The 3 biggest mistakes to avoid in cloud migrations

We all have missteps, but there’s no need to repeat the common errors of others when you do your own cloud projects

The 3 biggest mistakes to avoid in cloud migrations
Florent Darrault (CC BY-SA 2.0)

I’ve heard many times that if you’re not making mistakes, you’re not making progress. If that’s true, we're seeing a lot of progress made this year in cloud migrations!

Here are the three errors that I see enterprises repeatedly committing.

Mistake 1: Moving the wrong apps for the wrong reasons to the cloud. Enterprises continue to pick applications that are wrong for the cloud as the ones they move first. These applications are often tightly coupled to the database and have other issues that are not easily fixed.

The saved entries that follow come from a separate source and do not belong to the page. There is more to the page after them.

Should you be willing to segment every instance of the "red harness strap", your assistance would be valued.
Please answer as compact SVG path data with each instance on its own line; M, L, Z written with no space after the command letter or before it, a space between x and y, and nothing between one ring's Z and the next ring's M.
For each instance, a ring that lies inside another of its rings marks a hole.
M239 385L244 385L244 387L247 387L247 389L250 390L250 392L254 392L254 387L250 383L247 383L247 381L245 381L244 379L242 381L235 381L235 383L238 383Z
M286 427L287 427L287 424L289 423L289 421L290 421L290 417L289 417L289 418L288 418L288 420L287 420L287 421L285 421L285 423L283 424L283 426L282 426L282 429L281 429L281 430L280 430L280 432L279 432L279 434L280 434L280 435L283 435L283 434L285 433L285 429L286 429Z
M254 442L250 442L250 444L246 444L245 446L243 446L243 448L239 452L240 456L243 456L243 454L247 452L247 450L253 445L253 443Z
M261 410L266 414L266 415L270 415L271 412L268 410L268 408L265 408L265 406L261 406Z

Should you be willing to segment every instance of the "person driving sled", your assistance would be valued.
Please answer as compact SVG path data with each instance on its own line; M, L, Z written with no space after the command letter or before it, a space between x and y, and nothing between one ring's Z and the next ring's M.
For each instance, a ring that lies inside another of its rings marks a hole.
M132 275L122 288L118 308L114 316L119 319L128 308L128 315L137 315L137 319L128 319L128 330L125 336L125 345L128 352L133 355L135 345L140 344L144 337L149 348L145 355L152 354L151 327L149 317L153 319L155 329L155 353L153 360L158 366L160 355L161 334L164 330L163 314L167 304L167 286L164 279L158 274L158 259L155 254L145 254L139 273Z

As a result, after they’re moved, they don’t work as expected and need major surgery to work correctly. That’s a bad way to start your cloud migration.

Mistake 2: Signing SLAs not written for the applications you’re moving to the cloud. When I’m asked what the terms of service-level agreements should be, the answer is always the following: It depends on the applications that are moving to the cloud or the net new applications that you’re creating. Easy, right?

However, there are many—I mean many—enterprises today that sign SLAs with terms that have nothing to do with their requirements. Their applications use the cloud services in ways that neither the cloud provider nor the application owner expected. As a result, the cloud provider does not meet expectations in terms of resources and performance, and the enterprises have no legal recourse.

Mistake 3: Not considering operations. News flash—when you’re done migrating to the cloud, somebody should maintain that application in the cloud.

This fact comes as a surprise to many; in fact, I get a call a week about applications that are suffering in the cloud. Those callers’ organizations assumed that somehow, someway the cloud would magically maintain the application. Of course it won’t.

Remember that you have ops with on-premises systems, and you should have ops with cloud-based systems. The good news: The tasks are pretty much the same.

I hope you won’t make any of these mistakes, but chances are good that you will. If you must make them, I hope you’ll recognize them more quickly thanks to this list and recover sooner.